Gauvain Sers sur les traces de Renaud

Gauvain Sers

Gauvain Sers, 27 ans, est la dernière sensation de la chanson française. Son premier album, s'est classé numéro 1 des ventes de disques les deux premières semaines. Quelques bonnes fées se sont penchées sur sa carrière naissante. D'abord Tryo, qui l'a pris en première partie sur une dizaine de concerts, et surtout Renaud qui l'a carrément amené avec lui en tournée pour assurer toutes ses premières parties. Pas mal pour se faire connaître. Il est vrai qu'entre le vieux grognard de la chanson française et le p'tit gars de la Creuse, il y a des mots, des intonations, des inspirations communes. "J'ai beaucoup écouté Renaud, s'enthousiasme Gauvain. J'ai été influencé par sa manière de chanter. Le personnage et ce qu'il dégage humainement me touchent énormément".

"Gauvain, ce n'est pas courant du tout. Un prénom moyenâgeux. Un chevalier de la Table ronde. C'est sûr, je me suis fait pas mal chambrer depuis tout petit. Mais pour la musique, c'est bien. Parce que ça se retient. Je tiens ma revanche". Dire qu'il aurait pu aussi bien s'appeler Tristan, Amaury et même Enguerrand, trois autres prénoms médiévaux, les prénoms de ses trois frères.

Il y a chez Gauvain Sers, comme chez Renaud, des clins d'oeil appuyés à l'enfance, une tendresse démesurée envers les gens qui accrochent son regard et des énervements rebelles face à l'intolérance. On se retrouve ainsi, au gré des titres de son album, dans Le ventre du bus 96 ou Dans la bagnole de mon père, ou encore Entre République et Nation et même à Hénin-Beaumont. "Elle avait pourtant un beau nom/ ma commune d'Hénin-Beaumont/ J'ai vu la haine dans ses suffrages/moi je déménage".

"Je suis assez peu dans l'imaginaire. Plus dans l'observation. La plupart du temps, ce sont des choses que j'ai vraiment vues". Comme dans Sur ton tracteur. "Autour de la maison familiale, ce ne sont quasiment que des agriculteurs. Ce que je raconte dans cette chanson, c'est l'histoire de la famille dont on était le plus proche quand j'étais petit, des agriculteurs de père en fils. Des gens humains et généreux".

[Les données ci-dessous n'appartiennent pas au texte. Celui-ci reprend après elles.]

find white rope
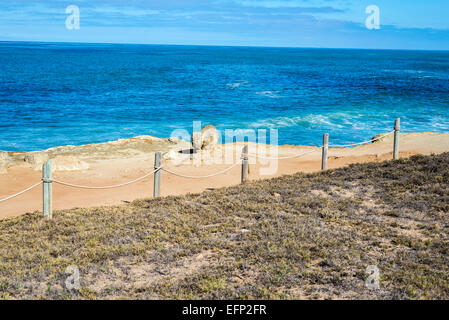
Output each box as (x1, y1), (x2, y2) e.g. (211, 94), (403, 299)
(248, 147), (323, 160)
(162, 160), (242, 179)
(0, 181), (42, 202)
(50, 167), (162, 189)
(329, 131), (394, 148)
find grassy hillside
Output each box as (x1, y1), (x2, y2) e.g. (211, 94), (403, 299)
(0, 154), (449, 299)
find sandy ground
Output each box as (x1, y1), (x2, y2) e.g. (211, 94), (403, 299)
(0, 133), (449, 218)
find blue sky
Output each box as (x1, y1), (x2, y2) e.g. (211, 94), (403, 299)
(0, 0), (449, 50)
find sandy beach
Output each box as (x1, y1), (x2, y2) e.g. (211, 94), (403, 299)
(0, 132), (449, 218)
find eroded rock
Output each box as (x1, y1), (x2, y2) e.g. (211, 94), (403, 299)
(34, 156), (90, 171)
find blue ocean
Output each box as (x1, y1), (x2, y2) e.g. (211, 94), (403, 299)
(0, 42), (449, 151)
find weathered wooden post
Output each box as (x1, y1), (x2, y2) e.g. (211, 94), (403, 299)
(42, 160), (53, 219)
(242, 145), (249, 183)
(321, 133), (329, 170)
(153, 152), (162, 197)
(393, 118), (401, 160)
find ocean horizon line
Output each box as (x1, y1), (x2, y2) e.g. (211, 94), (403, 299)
(0, 40), (449, 52)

Né à Limoges (Haute-Vienne), Gauvain débarque donc de la Creuse. Après avoir été parisiens, ses parents (père enseignant, mère pharmacienne) ont choisi d'aller vivre à la campagne. Brillant dans ses études, Gauvain suit une école d'ingénieur, en maths appliquées. Il est diplômé, formé pour devenir statisticien-informaticien. Sauf qu'il a toujours aimé écrire de la poésie, raconter des histoires. "On écoutait beaucoup de chanson française à la maison. Et on allait aux concerts, notamment ceux de la nouvelle scène française". Il découvre Les Têtes Raides, les Ogres de Barback, Jeanne Cherhal, Vincent Delerm... "J'étais fasciné, absorbé".

Il monte à Paris, non pas pour chercher du travail, mais pour tenter sa chance comme chanteur. Il trouve un lieu, un bar, Comme chez Leprest, du nom du fameux auteur-interprète. Son vocabulaire est intemporel. Certains sujets aussi. "Mais j'aime également parler de mon époque, en témoin. J'ai toujours un carnet dans mon sac. Au cas où je sois inspiré par un sujet, un angle de vue. Je laisse ensuite germer avant de prendre le stylo. À ce moment-là, je suis dans l'ébullition de l'écriture. J'aime alors que ce soit écrit en deux-trois jours. La musique vient assez rarement en même temps. Je teste des mélodies. Je garde celle qui me plaît le plus".

Il souligne avoir beaucoup écouté le folk américain. Rien de révolutionnaire dans ses chansons. Au contraire, les thèmes abordés restent classiques. Mais l'écriture est juste, les images souvent attachantes. Et puis le garçon a un ton. Et de l'humour: "Pourvu que son père soit pas le sosie de Donald Trump j'vous en supplie", plaide-t-il en évoquant une petite amie.

Ah oui, chante-t-il encore, pourvu que cette petite amie ne rejette pas sa casquette en velours côtelé qui fait partie de son image... "J'étais dans un marché, à Bruxelles (Belgique). J'ai essayé cette casquette. Elle m'allait bien, je l'ai gardée. Elle fait à la fois casquette de campagnard et de titi parisien, moi le mec de la campagne parti jouer de la musique à Paris".